This comports with my experience. GPT5 is better at 1-shot builds, like “get a prototype of a web app that does X.” But it seems to have a harder time than Claude not breaking stuff if my requests are towards an existing large code base, which is the majority of my work. For example, if I say “look through Y documentation, develop a plan for X change, and execute it” - Opus 4.1 tends to do this more reliably.
I think an interesting experiment would be to test different levels of specificity in prompts, across different sorts of codebases. My experience tells me that Claude is better at taking higher level, less specific requests, developing an actionable plan taking the codebase into account, then executing that plan. At least around data engineering type codebases that I’m familiar with.
But this might not be so with, say, web development. Or maybe even data engineering in different contexts. The models might be spiky in subtle ways, where specificity matters more in certain contexts more than others.
I wonder the spiritual bliss attractor is an analogous phenomenon, where LLMs yes-man each other into a goofy sort of psychosis. Per the ACT link -
Claude is kind of a hippie. Hippies have a slight bias towards talking about consciousness and spiritual bliss all the time. Get enough of them together - for example, at a Bay Area house party - and you can’t miss it.

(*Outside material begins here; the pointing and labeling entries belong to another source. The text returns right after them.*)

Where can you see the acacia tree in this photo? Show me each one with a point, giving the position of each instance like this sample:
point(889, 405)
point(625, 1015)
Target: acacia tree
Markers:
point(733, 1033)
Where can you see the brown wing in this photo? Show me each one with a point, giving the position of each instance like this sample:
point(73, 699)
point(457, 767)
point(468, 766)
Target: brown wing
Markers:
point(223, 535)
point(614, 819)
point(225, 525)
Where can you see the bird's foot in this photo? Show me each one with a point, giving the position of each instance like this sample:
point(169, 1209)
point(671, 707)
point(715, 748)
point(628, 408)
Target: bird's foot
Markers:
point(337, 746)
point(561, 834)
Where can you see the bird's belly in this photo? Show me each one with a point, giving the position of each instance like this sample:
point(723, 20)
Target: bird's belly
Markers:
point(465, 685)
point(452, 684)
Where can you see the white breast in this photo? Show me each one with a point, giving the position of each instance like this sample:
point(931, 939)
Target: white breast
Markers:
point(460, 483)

Getting two Claude instances to talk to each other is a recursive structure similar to asking an AI to recreate its own artistic output. These recursive structures make tiny biases accumulate.

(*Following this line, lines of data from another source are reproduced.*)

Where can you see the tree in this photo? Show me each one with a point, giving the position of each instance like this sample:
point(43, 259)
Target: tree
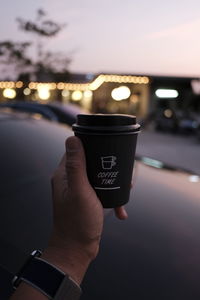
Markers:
point(46, 65)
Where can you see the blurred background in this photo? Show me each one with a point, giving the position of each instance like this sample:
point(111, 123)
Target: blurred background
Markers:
point(140, 58)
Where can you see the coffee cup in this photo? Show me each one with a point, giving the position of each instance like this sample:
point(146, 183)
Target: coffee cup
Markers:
point(109, 141)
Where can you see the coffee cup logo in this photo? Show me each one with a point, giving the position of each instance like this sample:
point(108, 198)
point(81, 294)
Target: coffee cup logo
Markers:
point(108, 162)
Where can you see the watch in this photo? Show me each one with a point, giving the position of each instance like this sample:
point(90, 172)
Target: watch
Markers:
point(45, 277)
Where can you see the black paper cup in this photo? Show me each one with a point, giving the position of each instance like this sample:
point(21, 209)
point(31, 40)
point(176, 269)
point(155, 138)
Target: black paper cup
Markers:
point(109, 142)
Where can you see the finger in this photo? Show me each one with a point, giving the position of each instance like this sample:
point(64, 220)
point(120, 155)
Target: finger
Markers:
point(121, 213)
point(75, 163)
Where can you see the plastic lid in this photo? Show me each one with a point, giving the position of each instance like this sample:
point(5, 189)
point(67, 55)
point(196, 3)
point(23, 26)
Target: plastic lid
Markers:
point(105, 120)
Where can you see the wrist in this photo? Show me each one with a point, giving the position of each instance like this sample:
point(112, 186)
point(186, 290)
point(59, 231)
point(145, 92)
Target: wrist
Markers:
point(70, 261)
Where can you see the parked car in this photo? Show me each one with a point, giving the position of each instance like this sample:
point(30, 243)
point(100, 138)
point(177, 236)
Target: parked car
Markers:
point(152, 255)
point(54, 111)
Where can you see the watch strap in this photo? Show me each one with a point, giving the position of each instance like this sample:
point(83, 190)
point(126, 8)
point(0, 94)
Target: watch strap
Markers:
point(48, 279)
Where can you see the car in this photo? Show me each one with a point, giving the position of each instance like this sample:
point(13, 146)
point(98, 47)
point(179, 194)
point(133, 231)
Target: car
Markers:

I find a lot of recursive yes-manning when vibe-coding. They (Claude and ChatGPT especially) tend to be overly complimentary of whatever they're reviewing, and go out of their way to make tests pass when they shouldn't. For example, Claude recently apologized, saying "you caught me red handed" when it tried to grep the expected test results into a log file. These issues tend to accumulate if you let CLI agents run off the leash, the yes-man-biasing accumulates, and you hit vibe-walls even before context windows become constraining.
A mix of web app + CLI tools, though admittedly I have a lot more usage on Claude Code than Codex CLI, so my perception is biased by using GPT5 more through the chat and the Codex Web App.